Next, we counted the total number of increasing risks (higher risk than average, ↑) and decreasing risks (lower risk than average, ↓) in the three companies’ predictions for the three volunteers. We observed that the number of increasing risks was 54 and the number of decreasing risks was 105 (Table 1). Therefore, we observed that each company reported protective test results (decreasing risks) nearly two times more frequently than susceptible test results (increasing risks).

Distributions of RRs

Next, we visualized disease risk distributions to determine the characteristics of variations of the three DTC companies’ risk predictions. We compared these differences by plotting minimum, maximum and average values of RRs for each of the three samples for 22 disease conditions. The results are shown in Figure 1.

Figure 1
figure 1

Relative disease risk distributions assigned by the three direct-to-consumer genetic test (DTC) services for a series of diseases. The relative risk (RR) (log-scale) distributions assigned by the three DTC services for the 22 disease conditions in the three Japanese samples are shown. The blue, red and green bars represent the disease risk variation (from minimum to maximum values in the three Japanese individuals’ log-scale RRs) for 23andMe, Navigenics and deCODEme, respectively. Values in parentheses indicate the number of single nucleotide polymorphisms (SNPs) analyzed.

The predictions by the three companies were related but not identical. Variations between minimum and maximum disease RRs varied widely from disease to disease, and the three DTC companies exhibited different variations. Navigenics had the largest variation of RRs in the three DTC companies’ predictions, followed by deCODEme and 23andMe. Celiac disease had the largest variation of all the 22 diseases, followed by macular degeneration and Alzheimer’s disease. Abdominal aortic aneurysm had the smallest variation of all the 22 diseases, followed by psoriasis, RA and obesity.

Increasing risk versus decreasing risk in RR distributions

Next, we calculated the average RRs of the three volunteers based on the algorithms of each of the companies. The average RRs calculated from the results of 23andMe, Navigenics and deCODEme were 0.95, 0.96 and 1.03, respectively, and the combined average RR of all three companies was 0.98. We also calculated the average RRs for RR>1 (susceptible test results) and the average of inverse of RRs for RR<1 (protective test results). In RR>1, the average RRs calculated from the results of 23andMe, Navigenics and deCODEme were 1.63, 1.82 and 1.76, respectively, and the combined average RR of all three companies was 1.74. In RR<1, the average of inverse of RRs calculated from the results of 23andMe, Navigenics and deCODEme were 2.20, 2.73 and 1.72, respectively, and the combined inverse of RR of all three companies was 2.22.
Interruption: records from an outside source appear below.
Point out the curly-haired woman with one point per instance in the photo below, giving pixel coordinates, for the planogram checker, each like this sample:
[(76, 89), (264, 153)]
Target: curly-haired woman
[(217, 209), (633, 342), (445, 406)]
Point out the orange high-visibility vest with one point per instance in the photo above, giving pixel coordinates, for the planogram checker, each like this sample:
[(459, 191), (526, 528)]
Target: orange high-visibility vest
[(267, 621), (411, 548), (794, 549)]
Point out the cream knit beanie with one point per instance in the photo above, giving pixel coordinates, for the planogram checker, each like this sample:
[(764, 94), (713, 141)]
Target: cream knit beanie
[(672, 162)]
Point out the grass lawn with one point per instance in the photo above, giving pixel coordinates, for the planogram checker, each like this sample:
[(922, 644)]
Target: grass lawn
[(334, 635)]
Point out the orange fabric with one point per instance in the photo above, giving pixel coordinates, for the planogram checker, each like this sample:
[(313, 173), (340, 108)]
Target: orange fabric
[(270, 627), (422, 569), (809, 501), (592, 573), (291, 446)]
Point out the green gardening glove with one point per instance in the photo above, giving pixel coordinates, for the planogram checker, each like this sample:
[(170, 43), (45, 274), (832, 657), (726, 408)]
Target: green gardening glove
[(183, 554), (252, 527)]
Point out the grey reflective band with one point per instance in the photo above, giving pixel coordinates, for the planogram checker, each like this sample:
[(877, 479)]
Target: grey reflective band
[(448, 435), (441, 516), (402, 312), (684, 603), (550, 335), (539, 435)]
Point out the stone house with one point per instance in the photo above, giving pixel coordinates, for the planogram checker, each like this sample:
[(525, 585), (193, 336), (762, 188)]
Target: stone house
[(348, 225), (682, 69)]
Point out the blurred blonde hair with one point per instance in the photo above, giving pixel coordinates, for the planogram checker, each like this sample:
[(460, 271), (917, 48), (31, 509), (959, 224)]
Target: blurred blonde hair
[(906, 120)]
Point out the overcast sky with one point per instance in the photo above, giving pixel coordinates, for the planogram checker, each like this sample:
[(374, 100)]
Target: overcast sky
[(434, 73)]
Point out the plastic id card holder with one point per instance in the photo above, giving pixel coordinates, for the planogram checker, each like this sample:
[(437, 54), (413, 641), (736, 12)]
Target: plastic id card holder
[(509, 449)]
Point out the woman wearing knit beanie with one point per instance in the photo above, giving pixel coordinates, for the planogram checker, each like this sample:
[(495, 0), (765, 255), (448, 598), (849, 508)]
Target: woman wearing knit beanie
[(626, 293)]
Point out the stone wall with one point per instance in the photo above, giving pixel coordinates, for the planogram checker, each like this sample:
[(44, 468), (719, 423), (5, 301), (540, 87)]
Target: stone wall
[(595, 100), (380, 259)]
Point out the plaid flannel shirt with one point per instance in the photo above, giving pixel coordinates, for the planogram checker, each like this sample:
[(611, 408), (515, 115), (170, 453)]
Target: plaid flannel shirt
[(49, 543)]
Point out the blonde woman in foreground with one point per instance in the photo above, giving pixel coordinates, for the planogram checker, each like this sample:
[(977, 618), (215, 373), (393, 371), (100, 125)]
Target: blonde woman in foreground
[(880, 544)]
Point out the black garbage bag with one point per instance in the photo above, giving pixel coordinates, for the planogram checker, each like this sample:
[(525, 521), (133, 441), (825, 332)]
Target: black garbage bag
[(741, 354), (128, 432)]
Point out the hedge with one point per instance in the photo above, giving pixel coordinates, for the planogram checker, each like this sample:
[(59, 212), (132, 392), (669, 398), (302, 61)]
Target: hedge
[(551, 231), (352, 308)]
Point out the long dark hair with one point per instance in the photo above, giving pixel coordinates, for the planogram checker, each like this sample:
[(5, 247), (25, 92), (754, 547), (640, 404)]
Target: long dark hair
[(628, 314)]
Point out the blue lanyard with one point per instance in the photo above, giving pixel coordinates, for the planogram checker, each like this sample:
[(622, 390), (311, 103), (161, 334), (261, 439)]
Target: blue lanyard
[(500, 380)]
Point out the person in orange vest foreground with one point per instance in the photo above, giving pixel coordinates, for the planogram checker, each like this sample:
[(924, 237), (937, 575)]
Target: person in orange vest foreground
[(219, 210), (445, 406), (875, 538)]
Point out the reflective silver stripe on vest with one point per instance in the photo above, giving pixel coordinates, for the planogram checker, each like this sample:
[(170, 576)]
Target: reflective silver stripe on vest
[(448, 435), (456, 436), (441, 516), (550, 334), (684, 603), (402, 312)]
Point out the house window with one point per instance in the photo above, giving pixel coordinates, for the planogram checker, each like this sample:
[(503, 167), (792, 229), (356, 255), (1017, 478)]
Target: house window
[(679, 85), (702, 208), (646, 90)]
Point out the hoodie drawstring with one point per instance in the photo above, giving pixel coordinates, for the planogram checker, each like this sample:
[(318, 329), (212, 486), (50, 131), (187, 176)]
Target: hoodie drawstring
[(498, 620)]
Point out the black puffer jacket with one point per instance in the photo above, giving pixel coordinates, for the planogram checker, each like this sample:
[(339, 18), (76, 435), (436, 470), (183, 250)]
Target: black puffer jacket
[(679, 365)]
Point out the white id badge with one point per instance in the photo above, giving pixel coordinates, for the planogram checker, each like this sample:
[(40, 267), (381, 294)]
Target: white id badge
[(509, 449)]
On the basis of above calculations, we observed that Navigenics had the largest variation in RR (2.73 × 1.82=4.97), whereas deCODEme had the smallest variation in RR (1.72 × 1.76=3.03). We also observed that the average RR where RR<1 had the larger deviation (2.22) compared with that of the average RR where RR>1 (1.74).

Root cause analyses of discrepancy

We then investigated the origin of these discrepancies. These mismatches could be attributed mainly to differences in the SNPs used in the calculation, the reference population used, different risk assignment methodologies and adjustment for ethnicities, as discussed below.

SNP selection

The first reason for the different risk assessments was the evaluation of different SNPs (Figure 2). For the 22 conditions covered by the three companies, only 18 out of 254 (7.1%) SNPs were reviewed by all companies, whereas 177 out of 254 (69.7%) SNPs were reviewed by only a single company (Figure 2). These 18 core SNPs shared by the three companies are listed in Table 3. Only 12 out of 22 diseases had core SNPs shared by the three companies. 23andMe and Navigenics had several overlaps, sharing 39 out of 192 SNPs (20.3%); deCODEme and Navigenics shared 39 out of 207 SNPs (18.8%); and 23andMe and deCODEme also shared 39 out of 208 SNPs (18.8%). Table 2 shows the number of SNPs for each of the 22 diseases covered by the three companies. Each company used a different number of SNPs in 19 out of 22 diseases except for 3 diseases: Alzeheimer’s disease, atrial fibrillation and psoriasis. We also showed expanded surveys of the differences in core SNPs listed in the example of T2DM (Supplementary Tables 1 and 2).

Figure 2
figure 2

Single nucleotide polymorphism (SNP) selections by the three direct-to-consumer genetic test (DTC) services. Histograms of the number of SNPs selected by 23andMe, Navigenics and deCODEme for 22 diseases.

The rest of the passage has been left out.